For more information see here and here.

TODO: if this is set up for all VS installs, maybe it should be a regular step in the guide?

  • * I get an error like
"1>.\winamp_imms.cpp(29) : error C2146: syntax error : missing ';' before identifier 'plugin'"
Answer: This could be a namespace error. On this line
winampGeneralPurposePlugin plugin = {

we are creating a variable called 'plugin'. The variable's type, rather than being an integer ('int'), floating point number ('float'), or some other type, is of type 'winampGeneralPurposePlugin', which is a type we have created. This type is created in the header file with the code

typedef struct {
  int version;                   
  char *description;             
  int (*init)();                 
  void (*config)();              
  void (*quit)();                
  HWND hwndParent;               
  HINSTANCE hDllInstance;        
} winampGeneralPurposePlugin;

If you used Visual Studio's auto-generated code, you might have a line that looks like this:

namespace myplugin {


this line is telling Visual Studio to put everything inside the 'myplugin' namespace (read up on namespaces here). We get rid of the default boilerplate code, including the namespace, to make everything work.

Alternatively, you can change the declaration of the 'plugin' variable to say

myplugin::winampGeneralPurposePlugin plugin = {

This tells Visual Studio where to look for the winampGeneralPurposePlugin type (i.e., to look inside the 'myplugin' namespace). If you are new to programming or plugin creation, however, you probably don't need (or want) to mess with namespaces.

  • I get an error like
1>.\winamp_imms.cpp(41) : error C2664: 'MessageBox' : cannot convert parameter 2 from 'const char [5]' to 'LPCTSTR'
1>        Types pointed to are unrelated; conversion requires reinterpret_cast, C-style cast or function-style cast
Answer: You need to change the string you pass to the MessageBox function to be of the right type.
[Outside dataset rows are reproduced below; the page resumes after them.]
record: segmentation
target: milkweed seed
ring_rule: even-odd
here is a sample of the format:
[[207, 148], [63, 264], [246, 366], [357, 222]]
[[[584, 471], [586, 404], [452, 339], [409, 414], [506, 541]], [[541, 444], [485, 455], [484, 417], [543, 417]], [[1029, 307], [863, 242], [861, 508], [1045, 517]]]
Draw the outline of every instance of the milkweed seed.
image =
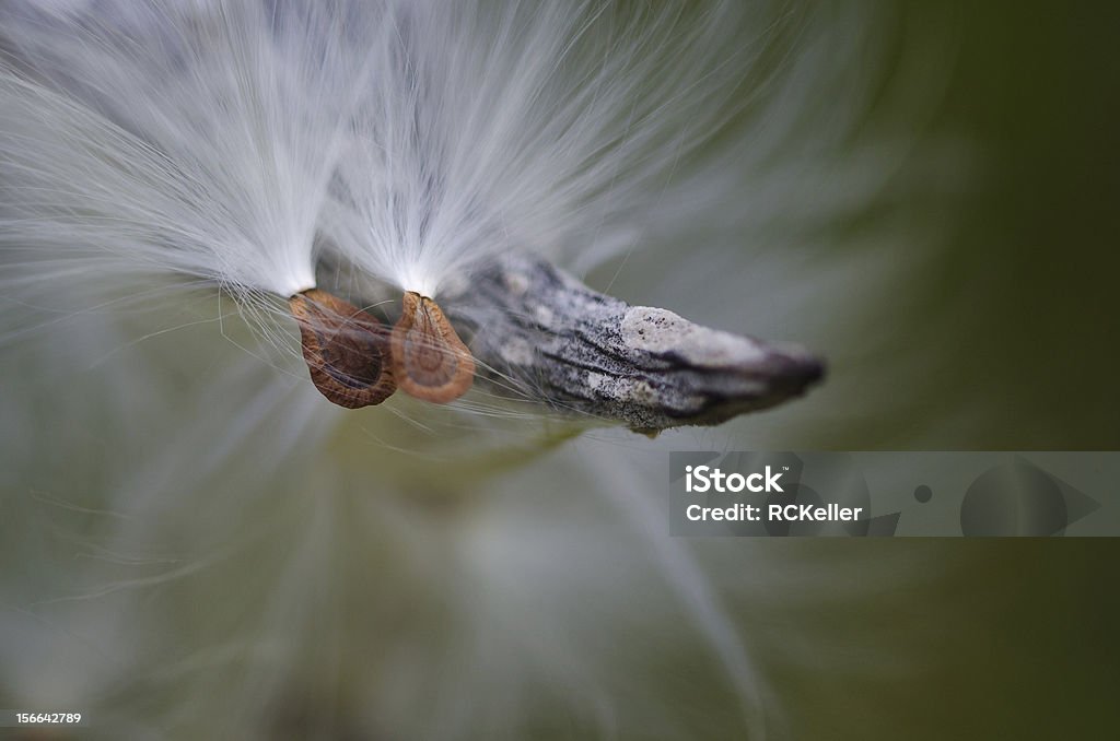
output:
[[380, 404], [393, 395], [389, 329], [376, 317], [318, 289], [297, 293], [288, 306], [319, 393], [347, 409]]
[[435, 301], [413, 291], [404, 294], [404, 311], [393, 328], [393, 377], [401, 391], [444, 404], [470, 388], [475, 360]]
See the MSDN FAQ entry here. You can most likely fix this by putting a capital 'L' in front of the string.
e.g. change
MessageBox(plugin.hwndParent, "Somestring", "", MB_OK);
to
MessageBox(plugin.hwndParent, L"Somestring", L"", MB_OK);

TODO: What's the right way of doing this for plugins?

  • My plugin isn't working / My plugin doesn't show up in the Preferences menu.
Answer:Did you name your plugin with the correct prefix, such as 'gen_myplugin'? If not it may not show up in the window.

TODO: How about other names/plugins? What's the real answer?